Il presente scritto tenta di analizzare quasi passo per passo ciò che in partita talvolta si esegue in pochi secondi: analisi della posizione, decisione della semimossa da eseguire, presa del pezzo, nuovo posizionamento del pezzo, pulsante dell’orologio.

Il gesto di muovere i pezzi sulla scacchiera manifesta solo esteriormente un lungo lavoro mentale che a sua volta deriva sia da un esercizio fisico atto a ottimizzare lo stato di benessere del corpo del giocatore nella sua totalità, sia da un esercizio mentale di analisi di tante partite e posizioni.

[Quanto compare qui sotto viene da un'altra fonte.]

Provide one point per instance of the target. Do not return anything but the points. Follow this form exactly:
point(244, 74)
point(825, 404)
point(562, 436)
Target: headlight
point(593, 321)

L’utilizzo di un approccio euristico (tecnica di decisione in assenza o carenza di tempo e/o informazioni) alla valutazione della posizione risulta dello stesso tipo di quello adottato nella vita di tutti i giorni. Pertanto, non è esagerato porre gli Scacchi tra le attività ludiche che possono aiutare e formare l’Uomo ad affrontare i problemi posti dalla realtà in maniera il più possibile vincente.
Da questa analisi si è visto che l’aspetto di osservazione e di formazione di schemi ha una sua notevole ricaduta didattica. Inoltre, l’adozione dell’approccio euristico alla valutazione della posizione, ossia della possibilità di sbagliare, offre all’insegnante quel “pizzico di realtà” che dovrebbe costringere tutti gli alunni (e non solo!) a verificare in sé quanto affermato, quanto calcolato, quanto congetturato in un moto a spirale che dovrebbe portare al risultato esatto. Tutto questo con un metodo il più oggettivo possibile per poter evitare le trappole mentali dei bias. E proprio con tale parallelo tra l’expertise dello scacchista e il problem solving matematico, è possibile dire che il duro lavoro a tavolino permette di acquisire schemi che vengono ripresi dalla memoria e confrontati con la realtà in maniera da trovare la soluzione in minor tempo e con minor energia.